I went to the park and sat on one of the benches, watching children play and mothers chase them. I didn’t see them, only heard their squeals of enjoyment. Times were easy then. Growing up sucked. It left you either broke and devastated, sky high, or somewhere in the middle. I just wanted to live with some relative safety. I didn’t want the world.
This particular park as well-known for its wishing well. I watched a group of kids go with their mother and throw in a penny or something, their fingers clamped tight around the coin and their eyes squeezed tight as they wished. They threw them in, leaning slightly over the edge to try and see where their token landed. They left and I wandered over. I didn’t have anything to throw in. I stood looking at the black water in the well’s depths.
“I wish a well could solve all my problems,” I mumbled.
“Have some faith,” a voice responded.
I turned, startled, and came face to face with a young priest. He smiled, his skin pale. He held a brown paper bag in his hand, I assumed his lunch. I folded my arms and stepped back. The priest chuckled.
“Don’t worry, I’m not going to convert you.”
“Wasn’t thinking that,” I answered stiffly and turned back to the well.
“Then what were you thinking?”
I shrugged. “Does God really care?”
"I believe He does. Why do you ask?”
I didn’t respond. I wasn’t a religious person. I believed in some kind of a God, but I didn’t go to church or read the Bible. I cussed regularly, had tendencies toward blasphemy, and I gave little to charity. Churches never appealed to me. I always ran the other direction when one was involved. And yet, here I stood talking to a priest.
He sighed a knowing sigh. “Down on your luck?”
I snorted. “In order to be down on your luck you have to have some.”
“Okay, so you’re feeling burdened. Do you want to talk about it?”

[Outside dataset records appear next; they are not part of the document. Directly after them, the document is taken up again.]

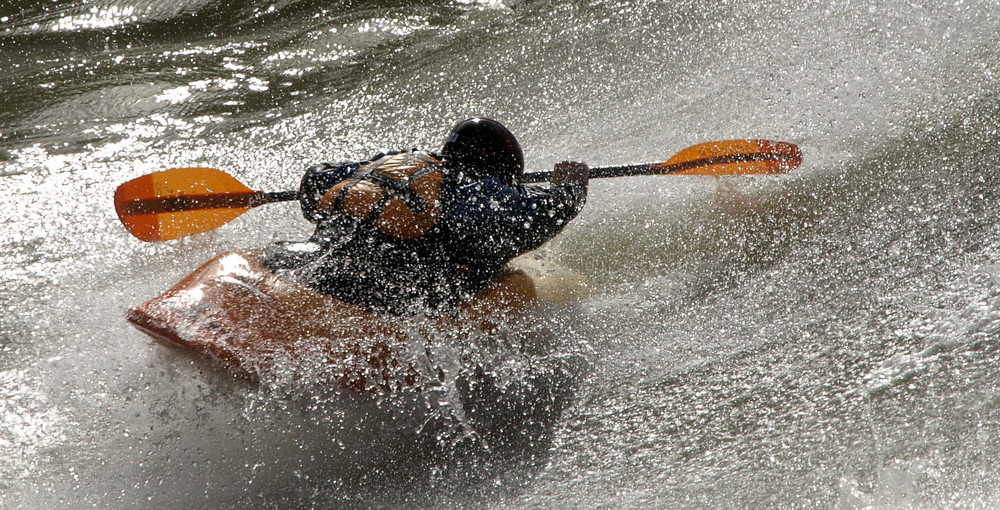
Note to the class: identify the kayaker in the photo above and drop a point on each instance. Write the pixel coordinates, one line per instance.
(418, 232)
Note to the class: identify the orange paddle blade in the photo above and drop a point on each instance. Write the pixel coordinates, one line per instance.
(181, 201)
(735, 157)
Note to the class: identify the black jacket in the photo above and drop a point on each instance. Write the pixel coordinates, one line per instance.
(483, 225)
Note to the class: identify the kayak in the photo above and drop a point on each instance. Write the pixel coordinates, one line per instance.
(246, 319)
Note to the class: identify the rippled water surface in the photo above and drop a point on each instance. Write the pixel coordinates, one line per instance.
(824, 339)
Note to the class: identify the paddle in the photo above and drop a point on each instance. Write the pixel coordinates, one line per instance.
(184, 201)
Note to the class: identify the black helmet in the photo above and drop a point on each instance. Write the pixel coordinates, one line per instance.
(485, 147)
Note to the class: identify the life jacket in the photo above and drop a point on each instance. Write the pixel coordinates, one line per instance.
(398, 194)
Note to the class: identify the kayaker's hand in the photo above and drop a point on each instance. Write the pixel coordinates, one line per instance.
(571, 172)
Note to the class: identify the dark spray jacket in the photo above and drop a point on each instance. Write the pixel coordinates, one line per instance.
(483, 224)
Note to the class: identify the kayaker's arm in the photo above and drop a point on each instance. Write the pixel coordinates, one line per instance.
(493, 221)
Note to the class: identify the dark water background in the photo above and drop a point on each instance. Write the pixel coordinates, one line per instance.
(826, 339)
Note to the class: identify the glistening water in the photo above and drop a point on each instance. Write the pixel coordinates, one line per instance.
(823, 339)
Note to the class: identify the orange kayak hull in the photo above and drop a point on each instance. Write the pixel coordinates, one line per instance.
(246, 319)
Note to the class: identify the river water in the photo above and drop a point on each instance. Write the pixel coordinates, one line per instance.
(823, 339)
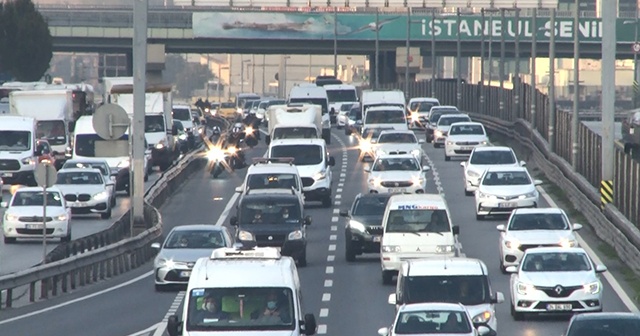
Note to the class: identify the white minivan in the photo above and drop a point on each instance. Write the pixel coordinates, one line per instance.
(415, 226)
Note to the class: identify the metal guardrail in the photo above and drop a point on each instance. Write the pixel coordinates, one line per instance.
(51, 279)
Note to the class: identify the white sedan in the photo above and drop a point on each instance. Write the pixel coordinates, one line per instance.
(463, 137)
(23, 217)
(482, 158)
(502, 190)
(397, 174)
(433, 319)
(555, 280)
(529, 228)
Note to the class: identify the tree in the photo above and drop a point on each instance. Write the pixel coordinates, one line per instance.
(26, 45)
(186, 76)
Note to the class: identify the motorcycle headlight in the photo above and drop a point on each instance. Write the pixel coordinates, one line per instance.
(357, 226)
(297, 234)
(592, 288)
(245, 235)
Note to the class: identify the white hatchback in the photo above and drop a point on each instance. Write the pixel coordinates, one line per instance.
(503, 189)
(529, 228)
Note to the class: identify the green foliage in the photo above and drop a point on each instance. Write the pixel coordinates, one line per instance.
(26, 45)
(186, 76)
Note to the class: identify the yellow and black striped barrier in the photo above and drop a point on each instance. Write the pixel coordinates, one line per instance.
(606, 193)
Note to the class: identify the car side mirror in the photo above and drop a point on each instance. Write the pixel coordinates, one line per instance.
(310, 325)
(174, 326)
(456, 230)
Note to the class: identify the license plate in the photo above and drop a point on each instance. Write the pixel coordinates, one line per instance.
(559, 306)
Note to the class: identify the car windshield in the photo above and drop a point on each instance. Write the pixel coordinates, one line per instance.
(270, 211)
(153, 123)
(420, 220)
(385, 117)
(489, 157)
(195, 239)
(272, 181)
(506, 178)
(15, 140)
(181, 114)
(432, 322)
(303, 155)
(103, 167)
(338, 96)
(556, 262)
(79, 177)
(466, 130)
(370, 206)
(397, 138)
(540, 221)
(34, 198)
(240, 309)
(447, 121)
(465, 289)
(423, 107)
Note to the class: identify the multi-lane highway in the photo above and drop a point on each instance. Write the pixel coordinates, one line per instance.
(28, 252)
(347, 298)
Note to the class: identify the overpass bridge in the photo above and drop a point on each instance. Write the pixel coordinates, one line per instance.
(280, 29)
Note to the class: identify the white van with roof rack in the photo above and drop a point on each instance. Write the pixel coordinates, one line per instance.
(243, 291)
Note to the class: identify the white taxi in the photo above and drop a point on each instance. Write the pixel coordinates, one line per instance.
(414, 227)
(463, 137)
(529, 228)
(23, 216)
(400, 173)
(504, 189)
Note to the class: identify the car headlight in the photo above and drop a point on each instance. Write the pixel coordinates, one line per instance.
(297, 234)
(28, 161)
(101, 196)
(523, 288)
(357, 226)
(245, 235)
(390, 248)
(483, 317)
(444, 248)
(512, 244)
(592, 288)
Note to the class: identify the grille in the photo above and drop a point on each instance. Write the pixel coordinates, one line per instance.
(9, 165)
(396, 184)
(33, 219)
(553, 291)
(307, 181)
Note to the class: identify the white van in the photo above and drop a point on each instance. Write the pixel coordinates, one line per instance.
(453, 280)
(316, 95)
(232, 291)
(314, 163)
(415, 226)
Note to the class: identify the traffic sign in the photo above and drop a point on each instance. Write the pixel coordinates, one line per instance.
(45, 175)
(110, 121)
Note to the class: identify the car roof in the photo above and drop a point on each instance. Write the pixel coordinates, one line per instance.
(444, 266)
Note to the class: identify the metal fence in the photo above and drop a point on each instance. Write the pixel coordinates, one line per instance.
(626, 170)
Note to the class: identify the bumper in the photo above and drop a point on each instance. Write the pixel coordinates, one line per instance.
(17, 229)
(498, 207)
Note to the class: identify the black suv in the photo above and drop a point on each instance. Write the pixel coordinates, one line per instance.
(363, 230)
(273, 217)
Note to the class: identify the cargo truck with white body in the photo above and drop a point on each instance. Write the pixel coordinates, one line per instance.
(294, 121)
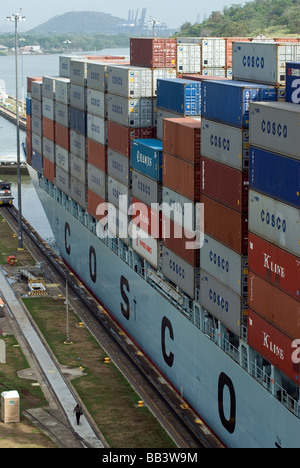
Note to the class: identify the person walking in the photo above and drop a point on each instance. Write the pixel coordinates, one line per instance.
(79, 412)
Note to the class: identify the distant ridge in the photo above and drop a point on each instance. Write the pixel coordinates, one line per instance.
(80, 22)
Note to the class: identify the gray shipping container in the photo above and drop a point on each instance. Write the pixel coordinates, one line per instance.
(275, 127)
(78, 144)
(263, 62)
(62, 180)
(114, 190)
(228, 267)
(78, 192)
(78, 97)
(49, 149)
(78, 168)
(134, 113)
(118, 167)
(96, 129)
(97, 181)
(36, 108)
(225, 144)
(181, 273)
(96, 76)
(275, 221)
(62, 90)
(62, 158)
(48, 108)
(171, 198)
(62, 114)
(96, 103)
(221, 302)
(129, 81)
(146, 190)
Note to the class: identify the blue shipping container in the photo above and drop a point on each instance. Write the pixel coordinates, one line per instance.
(180, 96)
(293, 82)
(78, 121)
(274, 175)
(146, 157)
(228, 101)
(28, 106)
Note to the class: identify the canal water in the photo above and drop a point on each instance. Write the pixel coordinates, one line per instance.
(30, 65)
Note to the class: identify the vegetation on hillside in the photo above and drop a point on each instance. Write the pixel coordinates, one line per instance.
(267, 17)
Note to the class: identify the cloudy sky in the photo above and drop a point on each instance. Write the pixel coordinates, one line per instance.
(173, 12)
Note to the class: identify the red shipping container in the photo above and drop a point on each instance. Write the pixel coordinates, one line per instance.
(274, 305)
(275, 265)
(97, 155)
(179, 243)
(148, 219)
(49, 129)
(49, 170)
(181, 176)
(153, 52)
(182, 138)
(228, 48)
(225, 225)
(93, 202)
(119, 138)
(225, 184)
(273, 345)
(62, 136)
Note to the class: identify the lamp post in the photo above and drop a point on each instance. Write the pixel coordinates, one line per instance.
(18, 17)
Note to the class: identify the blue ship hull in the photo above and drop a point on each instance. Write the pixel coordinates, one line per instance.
(240, 411)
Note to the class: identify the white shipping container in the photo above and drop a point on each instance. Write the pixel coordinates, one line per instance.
(225, 144)
(78, 168)
(114, 190)
(37, 143)
(62, 180)
(62, 90)
(275, 127)
(228, 267)
(96, 129)
(78, 192)
(275, 221)
(179, 212)
(129, 81)
(97, 181)
(62, 158)
(36, 108)
(49, 149)
(62, 114)
(189, 58)
(145, 246)
(263, 62)
(48, 87)
(48, 108)
(135, 113)
(181, 273)
(78, 97)
(213, 52)
(78, 144)
(96, 103)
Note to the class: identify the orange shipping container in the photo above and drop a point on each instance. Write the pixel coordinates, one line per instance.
(49, 129)
(97, 155)
(62, 136)
(181, 138)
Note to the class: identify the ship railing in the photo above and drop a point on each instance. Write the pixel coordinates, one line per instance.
(287, 400)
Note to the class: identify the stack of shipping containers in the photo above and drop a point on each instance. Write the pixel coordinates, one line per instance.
(224, 193)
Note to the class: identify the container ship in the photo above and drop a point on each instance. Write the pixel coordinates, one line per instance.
(171, 181)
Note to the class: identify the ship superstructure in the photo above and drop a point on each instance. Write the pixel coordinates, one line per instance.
(126, 157)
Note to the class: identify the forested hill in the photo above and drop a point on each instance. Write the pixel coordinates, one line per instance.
(268, 17)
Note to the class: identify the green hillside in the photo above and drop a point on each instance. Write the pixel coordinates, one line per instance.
(268, 17)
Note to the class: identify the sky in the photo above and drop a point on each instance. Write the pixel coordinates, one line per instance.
(172, 12)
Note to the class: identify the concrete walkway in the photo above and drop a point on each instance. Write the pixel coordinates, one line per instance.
(50, 369)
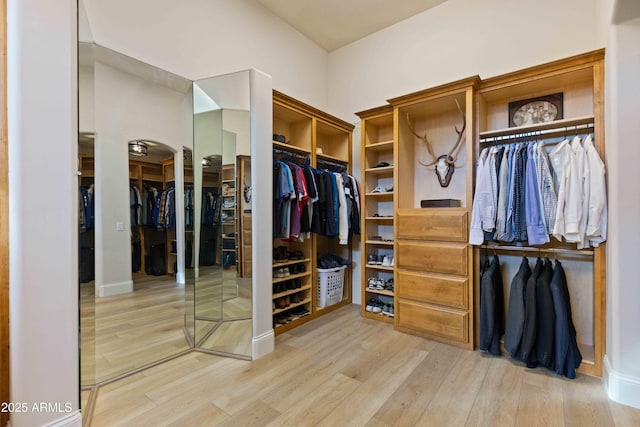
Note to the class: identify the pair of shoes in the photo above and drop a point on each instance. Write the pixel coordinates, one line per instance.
(280, 254)
(381, 189)
(388, 286)
(283, 302)
(297, 268)
(388, 310)
(279, 138)
(295, 255)
(374, 306)
(281, 272)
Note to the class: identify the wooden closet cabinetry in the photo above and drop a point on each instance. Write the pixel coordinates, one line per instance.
(581, 81)
(322, 140)
(433, 260)
(377, 233)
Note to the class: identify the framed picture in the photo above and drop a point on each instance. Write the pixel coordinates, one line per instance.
(535, 110)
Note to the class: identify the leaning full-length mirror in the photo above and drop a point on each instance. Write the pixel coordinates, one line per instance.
(136, 219)
(222, 182)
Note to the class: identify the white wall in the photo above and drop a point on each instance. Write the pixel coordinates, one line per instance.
(127, 108)
(622, 371)
(203, 38)
(43, 207)
(454, 40)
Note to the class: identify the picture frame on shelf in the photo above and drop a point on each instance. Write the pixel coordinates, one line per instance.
(541, 109)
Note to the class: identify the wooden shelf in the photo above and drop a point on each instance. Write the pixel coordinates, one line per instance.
(380, 292)
(291, 276)
(380, 171)
(379, 218)
(388, 194)
(292, 148)
(331, 158)
(380, 146)
(290, 262)
(379, 242)
(378, 316)
(557, 124)
(290, 292)
(379, 267)
(298, 304)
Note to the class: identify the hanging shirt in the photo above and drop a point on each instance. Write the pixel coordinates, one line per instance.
(596, 230)
(484, 201)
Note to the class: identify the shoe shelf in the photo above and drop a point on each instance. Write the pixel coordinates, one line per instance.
(291, 292)
(292, 306)
(290, 276)
(380, 292)
(378, 316)
(380, 242)
(380, 171)
(380, 218)
(290, 262)
(379, 267)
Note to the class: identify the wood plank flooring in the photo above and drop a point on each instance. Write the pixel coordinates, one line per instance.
(344, 370)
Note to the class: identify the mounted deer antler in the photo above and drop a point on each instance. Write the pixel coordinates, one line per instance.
(443, 165)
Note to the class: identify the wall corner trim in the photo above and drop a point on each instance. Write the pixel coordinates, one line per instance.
(73, 419)
(621, 388)
(263, 344)
(110, 289)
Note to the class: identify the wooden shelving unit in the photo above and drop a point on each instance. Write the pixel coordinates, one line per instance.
(378, 145)
(322, 139)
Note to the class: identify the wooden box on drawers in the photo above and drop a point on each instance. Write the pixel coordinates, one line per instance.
(444, 224)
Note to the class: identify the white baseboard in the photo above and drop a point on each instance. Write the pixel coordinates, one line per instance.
(73, 419)
(621, 388)
(110, 289)
(263, 344)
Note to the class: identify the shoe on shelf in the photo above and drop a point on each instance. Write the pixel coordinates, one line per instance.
(377, 306)
(370, 305)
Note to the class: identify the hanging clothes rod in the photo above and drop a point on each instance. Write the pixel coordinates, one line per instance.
(337, 165)
(517, 135)
(290, 153)
(584, 252)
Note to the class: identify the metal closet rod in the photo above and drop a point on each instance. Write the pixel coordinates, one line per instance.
(330, 163)
(505, 139)
(585, 252)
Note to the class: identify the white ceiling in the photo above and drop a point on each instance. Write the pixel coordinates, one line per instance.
(336, 23)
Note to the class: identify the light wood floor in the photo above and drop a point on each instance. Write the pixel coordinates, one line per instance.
(343, 370)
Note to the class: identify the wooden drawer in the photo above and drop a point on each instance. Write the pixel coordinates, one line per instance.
(450, 324)
(451, 291)
(449, 225)
(447, 258)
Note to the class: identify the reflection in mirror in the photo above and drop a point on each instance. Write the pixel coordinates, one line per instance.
(86, 249)
(189, 217)
(132, 259)
(223, 298)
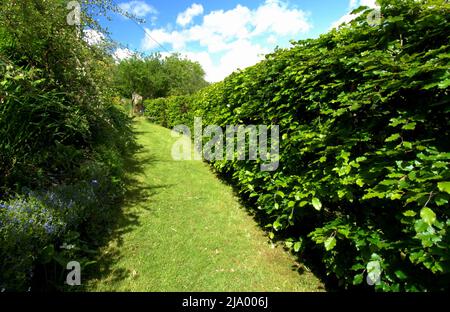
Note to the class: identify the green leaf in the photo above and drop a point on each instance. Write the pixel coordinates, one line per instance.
(428, 215)
(409, 126)
(330, 243)
(393, 137)
(316, 203)
(401, 275)
(409, 213)
(444, 187)
(358, 279)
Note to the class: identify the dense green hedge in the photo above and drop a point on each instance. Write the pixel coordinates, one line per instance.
(364, 115)
(64, 140)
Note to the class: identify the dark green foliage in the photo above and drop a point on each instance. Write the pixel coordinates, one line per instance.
(364, 114)
(155, 76)
(63, 141)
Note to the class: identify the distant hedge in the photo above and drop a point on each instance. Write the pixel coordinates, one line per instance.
(364, 115)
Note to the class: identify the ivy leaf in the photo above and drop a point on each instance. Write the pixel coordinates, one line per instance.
(316, 203)
(409, 213)
(393, 137)
(444, 187)
(358, 279)
(330, 243)
(428, 215)
(401, 275)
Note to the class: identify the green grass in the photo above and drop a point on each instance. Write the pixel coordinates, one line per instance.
(188, 232)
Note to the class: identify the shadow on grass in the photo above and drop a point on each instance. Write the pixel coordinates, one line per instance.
(310, 260)
(123, 220)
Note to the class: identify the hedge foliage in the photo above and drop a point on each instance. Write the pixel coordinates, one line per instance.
(63, 143)
(364, 115)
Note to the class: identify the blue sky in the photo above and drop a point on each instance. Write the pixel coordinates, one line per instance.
(224, 35)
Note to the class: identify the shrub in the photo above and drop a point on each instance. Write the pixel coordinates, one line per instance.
(364, 176)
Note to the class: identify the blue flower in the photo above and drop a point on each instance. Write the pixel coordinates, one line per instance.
(50, 229)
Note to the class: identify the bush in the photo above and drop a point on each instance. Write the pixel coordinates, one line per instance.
(364, 176)
(63, 142)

“No. There’s thousands of people in my position. There’s nothing to talk about. I just have to keep trying no matter how many blisters I get on my feet or how many paper cuts I get from the applications I fill out or how many times I get turned down. But I’m tired of trying. I’m just tired.”
“I can see how tired you are,” he said. “But you’ve got the right thoughts going.” He reached into his pocket and produced a couple pennies. “Here, have a wish on me.”
I glanced from the coins in his hand to his face. “You’re serious? You’re just going to hand me a penny and tell me to wish it all away?”
He smiled lightly. “Kind of, I guess I am. You don’t seem like the religious type and I don’t really have anything to tell you that you haven’t already told yourself. It sounds to me like a good wish and a little faith is all you need.”
“Faith? In God?”
“Yes, but also yourself. Something will come along.”
“I’ve heard that many times, Father,” I retorted.
“Then forgive me for sounding like an old record. Please, make a wish, and I’m sure something will come your way. I’ll leave you alone, but if you ever just want to talk to someone, I’m available. I work at the church across the street. Feel free to stop by anytime.”
“Thank you,” I said, meaning it. “Thank you for not preaching at me, too.”
“Sometimes preaching isn’t the answer. Have a good day, miss.” He bowed his head and walked away, his cassock moving about his legs in the breeze.
I gazed at the wishing well, the two pennies he pressed in my hand cool against my palm. I pinched them between my thumb and forefinger, closed my eyes, and let them drop, hoping God would help me find a little luck, a little faith, and a little stability.